妥協による和解(Offer in Compromise): 全額を支払うことがどうしても不可能な場合、実際の納税額よりも少ない金額で解決できる制度です。承認は保証されておらず、収入、支出、資産状況によって判断されます。

現在徴収不能(Currently Not Collectible)ステータス: 支払いが深刻な経済的困窮を引き起こすことを証明できる場合、ステータスの審査が行われる間、IRS は一時的に徴収を停止することができます。

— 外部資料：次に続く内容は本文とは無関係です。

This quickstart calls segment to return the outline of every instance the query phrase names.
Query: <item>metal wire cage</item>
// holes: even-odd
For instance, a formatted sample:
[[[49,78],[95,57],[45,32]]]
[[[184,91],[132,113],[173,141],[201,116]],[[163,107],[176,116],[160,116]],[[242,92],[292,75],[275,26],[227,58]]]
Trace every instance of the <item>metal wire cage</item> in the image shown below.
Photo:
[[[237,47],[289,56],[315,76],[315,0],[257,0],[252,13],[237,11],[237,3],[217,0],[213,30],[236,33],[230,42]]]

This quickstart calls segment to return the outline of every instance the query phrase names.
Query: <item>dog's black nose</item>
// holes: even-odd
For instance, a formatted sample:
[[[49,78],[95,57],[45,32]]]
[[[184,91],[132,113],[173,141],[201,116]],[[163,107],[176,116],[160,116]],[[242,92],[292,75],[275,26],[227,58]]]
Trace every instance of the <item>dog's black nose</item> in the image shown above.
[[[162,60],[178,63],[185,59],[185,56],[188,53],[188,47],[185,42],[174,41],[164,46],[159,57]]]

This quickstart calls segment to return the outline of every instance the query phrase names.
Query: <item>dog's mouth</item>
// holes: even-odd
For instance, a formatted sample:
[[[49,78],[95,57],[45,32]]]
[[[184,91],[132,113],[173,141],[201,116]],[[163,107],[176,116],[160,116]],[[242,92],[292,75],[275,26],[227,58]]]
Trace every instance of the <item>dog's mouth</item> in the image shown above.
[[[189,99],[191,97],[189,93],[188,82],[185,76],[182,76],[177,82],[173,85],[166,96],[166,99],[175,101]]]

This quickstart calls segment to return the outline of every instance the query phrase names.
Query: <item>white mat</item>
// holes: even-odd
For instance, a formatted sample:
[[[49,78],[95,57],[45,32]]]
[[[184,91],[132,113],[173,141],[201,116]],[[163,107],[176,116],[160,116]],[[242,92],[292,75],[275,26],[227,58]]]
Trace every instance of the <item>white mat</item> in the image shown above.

罰金の軽減・免除(Penalty abatement): 病気、自然災害、あるいは不適切な税務専門家への依存など、期限後の申告に正当な理由がある場合は、罰金の減額または免除をリクエストできます。また、過去にコンプライアンス上の問題がない納税者には、初回罰金免除(First-time penalty abatement)も用意されています。

税務の専門家に依頼すべきタイミング

記録がほぼ復元可能な 1 年分程度の未払い税金の申告であれば、多くの人が自分で行うことができます。しかし、以下のような場合は、登録代理士(Enrolled Agent)、公認会計士(CPA)、または税務弁護士の雇用を検討してください。

  • 未申告の年度が 3 年以上ある
  • 記録がほとんどない状態で、現金を多用するビジネスを運営していた
  • IRS があなたに代わってすでに代行申告(substitute returns)を行っている
  • IRS から徴収通知、先取特権(リエン)、または差し押さえの通知を受け取った
  • 詐欺調査の可能性がある

過去の税金問題を専門とする税務家は、あなたに代わって IRS と直接交渉し、見落としている可能性のある控除を特定し、状況が悪化した場合にあなたを保護してくれます。

何もしないとどうなるか?

申告を行わないまま放置すると、IRS は以下の権限を行使することができます。

  • あなたに代わって代行申告書を作成する(控除は一切適用されません)
  • 全額分の納税通知書を発行する
  • あなたの資産に対して連邦税先取特権を設定する
  • 給与の差し押さえ、銀行口座の凍結、または資産の徴収を行う

これらの結果はどれも望ましいものではなく、たとえ不完全な記録であっても自ら進んで申告するより、はるかにコストがかかることになります。

今後の財務管理を整理しておく

過去の税金問題を解決することは大きな達成です。そして今こそ、二度と同じ状況に陥らないための仕組みを作る絶好の機会です。税金の時期だけでなく、年間を通じて収入と支出を記録できる、シンプルで一貫した記帳システムの導入を検討してください。